Das hat Erfurt gerade nachgewiesen, wo sich die Verwaltung derzeit daranmacht, all jene rund 300 Verkehrsschilder abzubauen, die 2012 aufgestellt worden waren, nachdem ab Oktober die Innenstadt zur Umweltzone erklärt werden mußte. So hatte es seinerzeit das Landesverwaltungsamt in Weimar unter Berufung auf EU-Recht von der Stadt verlangt. Der Grund: Die Stadt hatte 2011 die Feinstaubwerte an mehr als 35 Tagen überschritten.

Knapp neun Jahre später ist das Oberverwaltungsgericht in Weimar zu einem gegenteiligen Urteil gelangt. Die Richter gaben nach jahrelangem Rechtsstreit der Klage eines Erfurter Taxifahrers gegen die Umweltzone recht.  Wolfgang Schwuchow, inzwischen 66 Jahre alt, hatte stellvertretend für 60 Taxibetriebe geklagt und kann auf eine 1.200 Seiten dicke Verfahrensakte verweisen. Es sei „ein Kampf David gegen Goliath gewesen, der mich viel Kraft“ und auch Tausende Euro für den Einbau von Rußpartikelfiltern gekostet habe, sagte er der Bild: „Aber der gesunde Menschenverstand hat zum Glück gesiegt.“

Das findet man offenbar auch im Erfurter Rathaus. Nein, man rechne nicht, wie viele Anwohner in den sozialen Netzwerken warnen, mit einer Verschlechterung der Luftqualität, heißt es aus dem Rathaus. Der EU-Richtwert werde nunmehr seit 2012 eingehalten. Vor allem eine verbesserte Verkehrslenkung habe für weniger Schadstoffe gesorgt. Die Umweltzone habe nur Bürokratie und Kosten verursacht, lautet das Resümee der IHK Erfurt.

Man werde nicht gegen das – noch nicht rechtskräftige – Gerichtsurteil vorgehen, versicherte Umweltdezernent Andreas Horn dem MDR Thüringen. Ohnehin waren die Erfurter Verkehrsplaner schon immer der Meinung, daß mehr als grüne und gelbe Umweltplaketten kreative Ideen für eine bessere Luftqualität sorgen. So steuern in Erfurt Ampeln den Verkehr ja nach Aufkommen, Pflaster schluckt schädlichen Feinstaub, und Parkplätze am Stadtrand animieren zum Umsteigen in Bus und Straßenbahn.

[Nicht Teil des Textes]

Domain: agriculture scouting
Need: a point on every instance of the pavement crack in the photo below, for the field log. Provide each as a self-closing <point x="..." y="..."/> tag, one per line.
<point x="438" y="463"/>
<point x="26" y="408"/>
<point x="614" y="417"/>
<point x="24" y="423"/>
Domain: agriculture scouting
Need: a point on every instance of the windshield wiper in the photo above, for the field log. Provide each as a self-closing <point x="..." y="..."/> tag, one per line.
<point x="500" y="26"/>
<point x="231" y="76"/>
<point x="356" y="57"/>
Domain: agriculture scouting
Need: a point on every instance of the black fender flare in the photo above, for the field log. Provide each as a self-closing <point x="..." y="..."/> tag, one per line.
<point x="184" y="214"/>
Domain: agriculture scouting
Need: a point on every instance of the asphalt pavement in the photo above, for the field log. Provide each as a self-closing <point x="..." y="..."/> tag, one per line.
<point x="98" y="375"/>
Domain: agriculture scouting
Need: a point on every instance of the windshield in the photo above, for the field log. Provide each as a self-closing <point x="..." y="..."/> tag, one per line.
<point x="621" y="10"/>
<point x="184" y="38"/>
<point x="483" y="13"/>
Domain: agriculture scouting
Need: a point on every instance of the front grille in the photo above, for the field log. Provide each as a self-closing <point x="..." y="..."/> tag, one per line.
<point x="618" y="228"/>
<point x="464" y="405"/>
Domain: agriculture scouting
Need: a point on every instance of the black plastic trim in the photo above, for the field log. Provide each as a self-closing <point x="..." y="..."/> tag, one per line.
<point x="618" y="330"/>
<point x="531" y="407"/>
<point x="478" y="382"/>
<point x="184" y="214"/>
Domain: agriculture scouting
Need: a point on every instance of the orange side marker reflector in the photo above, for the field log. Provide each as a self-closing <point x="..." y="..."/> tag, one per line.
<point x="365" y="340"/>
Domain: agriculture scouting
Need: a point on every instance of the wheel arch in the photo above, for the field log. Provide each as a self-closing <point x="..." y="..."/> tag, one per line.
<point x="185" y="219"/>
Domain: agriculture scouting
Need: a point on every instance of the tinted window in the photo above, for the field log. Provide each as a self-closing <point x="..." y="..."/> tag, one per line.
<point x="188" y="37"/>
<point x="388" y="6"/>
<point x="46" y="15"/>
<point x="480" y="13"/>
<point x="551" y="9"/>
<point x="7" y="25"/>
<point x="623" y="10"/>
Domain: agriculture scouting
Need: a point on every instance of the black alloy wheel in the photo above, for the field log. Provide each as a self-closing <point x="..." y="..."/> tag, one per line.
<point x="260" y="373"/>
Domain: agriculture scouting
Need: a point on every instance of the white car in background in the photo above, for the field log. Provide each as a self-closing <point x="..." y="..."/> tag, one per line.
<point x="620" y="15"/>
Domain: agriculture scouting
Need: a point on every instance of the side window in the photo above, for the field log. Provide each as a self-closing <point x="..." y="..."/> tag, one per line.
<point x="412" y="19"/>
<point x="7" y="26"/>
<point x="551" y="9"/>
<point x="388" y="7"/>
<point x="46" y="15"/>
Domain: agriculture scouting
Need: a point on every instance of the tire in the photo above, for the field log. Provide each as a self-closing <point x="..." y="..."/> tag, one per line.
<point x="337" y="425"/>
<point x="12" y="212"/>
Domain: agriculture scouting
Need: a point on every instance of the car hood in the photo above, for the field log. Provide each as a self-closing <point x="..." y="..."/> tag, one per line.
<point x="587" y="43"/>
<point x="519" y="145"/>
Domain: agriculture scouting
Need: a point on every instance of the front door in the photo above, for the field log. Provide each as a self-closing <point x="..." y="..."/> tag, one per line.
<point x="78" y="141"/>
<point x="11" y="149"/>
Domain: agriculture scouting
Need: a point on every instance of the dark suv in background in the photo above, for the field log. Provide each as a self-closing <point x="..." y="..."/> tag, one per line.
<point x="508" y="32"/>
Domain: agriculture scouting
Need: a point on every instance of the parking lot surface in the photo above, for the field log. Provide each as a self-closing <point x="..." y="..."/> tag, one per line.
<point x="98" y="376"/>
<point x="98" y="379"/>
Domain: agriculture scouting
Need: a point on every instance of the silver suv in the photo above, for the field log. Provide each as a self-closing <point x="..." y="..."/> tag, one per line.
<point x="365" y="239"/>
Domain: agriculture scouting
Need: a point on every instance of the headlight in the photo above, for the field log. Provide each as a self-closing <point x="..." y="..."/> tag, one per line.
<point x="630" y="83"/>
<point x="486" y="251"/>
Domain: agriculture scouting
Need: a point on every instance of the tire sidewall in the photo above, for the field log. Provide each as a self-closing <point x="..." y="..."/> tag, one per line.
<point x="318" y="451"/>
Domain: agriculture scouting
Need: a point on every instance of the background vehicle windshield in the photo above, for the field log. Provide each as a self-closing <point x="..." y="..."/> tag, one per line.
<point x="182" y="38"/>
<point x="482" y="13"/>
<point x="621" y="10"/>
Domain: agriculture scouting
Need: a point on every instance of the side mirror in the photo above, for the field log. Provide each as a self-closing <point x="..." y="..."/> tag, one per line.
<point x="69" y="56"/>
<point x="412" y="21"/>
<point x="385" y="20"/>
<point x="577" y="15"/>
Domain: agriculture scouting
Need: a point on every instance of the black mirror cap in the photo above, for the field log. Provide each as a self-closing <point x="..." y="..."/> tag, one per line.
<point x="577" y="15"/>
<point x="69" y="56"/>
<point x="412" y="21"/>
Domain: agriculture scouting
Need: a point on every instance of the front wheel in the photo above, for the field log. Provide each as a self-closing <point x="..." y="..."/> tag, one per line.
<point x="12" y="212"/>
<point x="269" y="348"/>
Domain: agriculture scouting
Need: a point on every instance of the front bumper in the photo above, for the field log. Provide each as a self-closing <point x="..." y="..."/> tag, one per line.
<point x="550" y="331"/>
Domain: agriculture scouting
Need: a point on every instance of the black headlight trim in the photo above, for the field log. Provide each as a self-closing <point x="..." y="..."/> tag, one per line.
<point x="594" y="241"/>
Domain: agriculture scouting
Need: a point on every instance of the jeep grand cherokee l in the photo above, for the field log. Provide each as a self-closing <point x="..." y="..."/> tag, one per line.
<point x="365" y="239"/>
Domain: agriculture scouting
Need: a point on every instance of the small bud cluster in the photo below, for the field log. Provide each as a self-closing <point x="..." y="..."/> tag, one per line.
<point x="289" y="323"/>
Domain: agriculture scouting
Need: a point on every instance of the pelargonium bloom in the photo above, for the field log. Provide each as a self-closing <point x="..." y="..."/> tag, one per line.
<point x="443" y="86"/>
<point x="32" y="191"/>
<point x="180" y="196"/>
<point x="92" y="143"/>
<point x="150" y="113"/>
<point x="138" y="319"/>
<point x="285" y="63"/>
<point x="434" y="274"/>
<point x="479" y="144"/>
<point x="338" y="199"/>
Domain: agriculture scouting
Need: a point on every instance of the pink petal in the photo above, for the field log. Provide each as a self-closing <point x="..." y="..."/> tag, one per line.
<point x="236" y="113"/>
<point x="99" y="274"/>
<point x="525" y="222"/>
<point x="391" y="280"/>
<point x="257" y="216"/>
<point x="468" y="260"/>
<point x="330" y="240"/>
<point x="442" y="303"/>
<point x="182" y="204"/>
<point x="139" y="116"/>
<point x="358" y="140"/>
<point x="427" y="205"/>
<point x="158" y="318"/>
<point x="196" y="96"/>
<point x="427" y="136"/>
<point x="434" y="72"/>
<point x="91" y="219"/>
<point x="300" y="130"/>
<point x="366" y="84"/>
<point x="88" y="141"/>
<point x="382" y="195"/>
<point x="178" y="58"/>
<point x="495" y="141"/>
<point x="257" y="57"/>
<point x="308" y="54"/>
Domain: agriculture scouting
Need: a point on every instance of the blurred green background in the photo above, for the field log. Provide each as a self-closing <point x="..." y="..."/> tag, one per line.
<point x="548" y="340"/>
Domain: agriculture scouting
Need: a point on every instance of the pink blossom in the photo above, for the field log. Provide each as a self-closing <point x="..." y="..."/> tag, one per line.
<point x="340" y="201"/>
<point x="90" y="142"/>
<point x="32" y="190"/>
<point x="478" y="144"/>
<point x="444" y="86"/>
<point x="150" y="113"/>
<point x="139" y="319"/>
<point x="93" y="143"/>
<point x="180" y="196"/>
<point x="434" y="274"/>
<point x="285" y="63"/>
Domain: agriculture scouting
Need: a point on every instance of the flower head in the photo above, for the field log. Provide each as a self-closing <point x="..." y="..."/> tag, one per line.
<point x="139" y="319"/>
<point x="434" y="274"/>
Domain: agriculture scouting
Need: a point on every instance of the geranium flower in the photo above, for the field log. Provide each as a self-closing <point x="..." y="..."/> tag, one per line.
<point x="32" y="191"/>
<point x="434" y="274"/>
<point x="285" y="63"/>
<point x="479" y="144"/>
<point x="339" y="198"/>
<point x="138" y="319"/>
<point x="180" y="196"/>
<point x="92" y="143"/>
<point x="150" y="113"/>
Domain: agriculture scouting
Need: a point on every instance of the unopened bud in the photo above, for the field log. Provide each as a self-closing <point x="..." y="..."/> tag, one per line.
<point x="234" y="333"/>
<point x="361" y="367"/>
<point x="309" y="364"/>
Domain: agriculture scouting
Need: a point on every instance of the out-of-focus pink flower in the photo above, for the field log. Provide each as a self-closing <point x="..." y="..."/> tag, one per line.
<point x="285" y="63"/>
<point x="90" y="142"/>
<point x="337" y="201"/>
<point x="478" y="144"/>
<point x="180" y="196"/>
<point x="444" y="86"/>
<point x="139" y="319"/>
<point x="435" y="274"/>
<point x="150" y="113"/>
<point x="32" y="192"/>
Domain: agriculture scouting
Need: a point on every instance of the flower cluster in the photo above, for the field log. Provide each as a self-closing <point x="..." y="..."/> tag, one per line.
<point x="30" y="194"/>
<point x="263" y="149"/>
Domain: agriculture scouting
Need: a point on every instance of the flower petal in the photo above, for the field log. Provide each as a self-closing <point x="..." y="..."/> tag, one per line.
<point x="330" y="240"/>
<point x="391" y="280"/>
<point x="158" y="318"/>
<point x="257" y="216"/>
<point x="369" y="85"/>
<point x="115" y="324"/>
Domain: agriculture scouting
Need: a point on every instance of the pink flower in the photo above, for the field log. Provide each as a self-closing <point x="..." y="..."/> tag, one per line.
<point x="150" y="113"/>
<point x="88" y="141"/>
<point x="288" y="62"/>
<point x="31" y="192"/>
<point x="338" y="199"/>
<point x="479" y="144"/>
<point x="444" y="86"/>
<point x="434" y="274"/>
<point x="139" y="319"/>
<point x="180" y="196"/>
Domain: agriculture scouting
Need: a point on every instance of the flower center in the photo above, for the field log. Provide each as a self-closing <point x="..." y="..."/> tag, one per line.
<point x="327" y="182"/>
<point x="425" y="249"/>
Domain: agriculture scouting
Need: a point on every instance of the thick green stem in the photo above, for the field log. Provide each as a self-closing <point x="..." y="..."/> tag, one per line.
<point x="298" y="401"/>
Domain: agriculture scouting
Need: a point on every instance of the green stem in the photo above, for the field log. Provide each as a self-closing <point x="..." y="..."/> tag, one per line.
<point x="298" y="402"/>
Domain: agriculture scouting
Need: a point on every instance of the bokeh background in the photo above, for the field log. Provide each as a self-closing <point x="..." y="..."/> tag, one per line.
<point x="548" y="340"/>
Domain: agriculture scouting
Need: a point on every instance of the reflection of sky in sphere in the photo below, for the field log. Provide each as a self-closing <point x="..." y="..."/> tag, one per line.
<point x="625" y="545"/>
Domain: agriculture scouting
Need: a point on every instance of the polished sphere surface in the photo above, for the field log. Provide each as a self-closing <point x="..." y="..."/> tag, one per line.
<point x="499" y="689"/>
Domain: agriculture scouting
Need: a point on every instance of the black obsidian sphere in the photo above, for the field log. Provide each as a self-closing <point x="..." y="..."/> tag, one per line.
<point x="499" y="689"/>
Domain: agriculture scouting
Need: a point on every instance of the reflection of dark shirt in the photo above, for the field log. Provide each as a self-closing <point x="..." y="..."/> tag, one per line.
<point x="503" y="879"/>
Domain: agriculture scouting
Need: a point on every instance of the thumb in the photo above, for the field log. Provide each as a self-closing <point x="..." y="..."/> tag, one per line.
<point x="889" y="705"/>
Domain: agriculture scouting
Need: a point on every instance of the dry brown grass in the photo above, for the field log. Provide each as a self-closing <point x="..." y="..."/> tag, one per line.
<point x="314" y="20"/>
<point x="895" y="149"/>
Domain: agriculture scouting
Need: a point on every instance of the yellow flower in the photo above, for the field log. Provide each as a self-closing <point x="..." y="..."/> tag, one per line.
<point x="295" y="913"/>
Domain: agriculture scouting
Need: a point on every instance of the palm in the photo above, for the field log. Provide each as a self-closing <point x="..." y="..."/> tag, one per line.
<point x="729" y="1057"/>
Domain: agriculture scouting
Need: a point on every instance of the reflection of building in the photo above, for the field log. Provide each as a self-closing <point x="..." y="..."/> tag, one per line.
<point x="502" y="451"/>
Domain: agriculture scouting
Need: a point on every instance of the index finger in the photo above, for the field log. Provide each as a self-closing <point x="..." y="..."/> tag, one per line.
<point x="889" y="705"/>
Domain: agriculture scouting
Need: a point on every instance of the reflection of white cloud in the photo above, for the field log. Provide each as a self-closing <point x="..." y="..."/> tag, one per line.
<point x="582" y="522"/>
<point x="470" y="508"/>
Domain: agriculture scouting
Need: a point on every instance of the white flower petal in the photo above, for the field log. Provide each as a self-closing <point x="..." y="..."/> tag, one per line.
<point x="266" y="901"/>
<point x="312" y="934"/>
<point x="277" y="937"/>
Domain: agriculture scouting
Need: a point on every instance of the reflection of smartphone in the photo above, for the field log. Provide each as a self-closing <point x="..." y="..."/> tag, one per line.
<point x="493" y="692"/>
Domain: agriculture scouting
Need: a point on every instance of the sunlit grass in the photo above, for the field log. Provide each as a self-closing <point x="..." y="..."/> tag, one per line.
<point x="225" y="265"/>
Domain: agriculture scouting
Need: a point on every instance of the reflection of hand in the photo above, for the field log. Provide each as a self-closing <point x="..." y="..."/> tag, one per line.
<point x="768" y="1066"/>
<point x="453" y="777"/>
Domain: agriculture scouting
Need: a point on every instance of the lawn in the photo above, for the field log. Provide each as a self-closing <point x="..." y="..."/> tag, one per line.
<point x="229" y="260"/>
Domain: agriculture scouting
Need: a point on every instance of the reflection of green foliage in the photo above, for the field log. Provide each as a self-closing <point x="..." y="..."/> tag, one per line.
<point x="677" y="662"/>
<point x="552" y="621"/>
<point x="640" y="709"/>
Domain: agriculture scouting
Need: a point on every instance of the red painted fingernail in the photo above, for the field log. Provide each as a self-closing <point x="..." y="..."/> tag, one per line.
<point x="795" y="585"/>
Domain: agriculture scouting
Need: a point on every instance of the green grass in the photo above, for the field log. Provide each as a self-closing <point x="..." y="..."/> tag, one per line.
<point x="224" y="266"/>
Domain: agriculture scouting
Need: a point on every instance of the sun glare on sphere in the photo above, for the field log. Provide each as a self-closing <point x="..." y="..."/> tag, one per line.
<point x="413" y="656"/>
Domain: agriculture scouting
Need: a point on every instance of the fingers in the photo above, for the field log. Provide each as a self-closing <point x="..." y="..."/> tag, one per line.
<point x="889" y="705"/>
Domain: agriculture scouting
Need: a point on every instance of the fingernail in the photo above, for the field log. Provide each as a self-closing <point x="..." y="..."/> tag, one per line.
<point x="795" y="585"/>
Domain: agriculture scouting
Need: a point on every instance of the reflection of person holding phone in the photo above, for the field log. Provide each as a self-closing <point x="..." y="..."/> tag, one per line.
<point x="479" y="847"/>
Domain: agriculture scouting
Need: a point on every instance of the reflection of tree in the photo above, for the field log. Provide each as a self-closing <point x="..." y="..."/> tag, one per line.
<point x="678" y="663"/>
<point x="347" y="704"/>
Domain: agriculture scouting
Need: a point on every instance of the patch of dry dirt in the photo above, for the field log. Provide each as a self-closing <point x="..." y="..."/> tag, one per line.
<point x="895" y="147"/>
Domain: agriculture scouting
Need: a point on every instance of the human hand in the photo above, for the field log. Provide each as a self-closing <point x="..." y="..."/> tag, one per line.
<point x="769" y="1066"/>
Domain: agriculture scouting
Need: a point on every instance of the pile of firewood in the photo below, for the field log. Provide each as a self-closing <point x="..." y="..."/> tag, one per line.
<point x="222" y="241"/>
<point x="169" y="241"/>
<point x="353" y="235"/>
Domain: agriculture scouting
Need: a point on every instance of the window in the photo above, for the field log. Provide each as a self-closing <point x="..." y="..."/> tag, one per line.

Auch aus Sicht des ADAC hat die Stadt damit alles richtig gemacht. Der Automobilclub hatte schon immer damit argumentiert, daß wegen des technischen Fortschritts die Schadstoffbelastung auch ohne Umweltzonen abnehme und diese keine nennenswerte Verringerung der Feinstaub- und Stickstoffoxid-Belastung ergeben, für die Kommunen aber einen hohen Verwaltungsaufwand und für viele Autofahrer existentielle Nachteile bringen. 

Kommunen, die das anders sehen, können gern in Erfurt vorbeischauen. Dort sind für 80.000 Euro angeschaffte, jetzt überflüssig gewordene Verbotsschilder zu haben. Thüringen ist jetzt frei von Umweltzonen. Hamburg hat sie übrigens erst gar nicht eingeführt.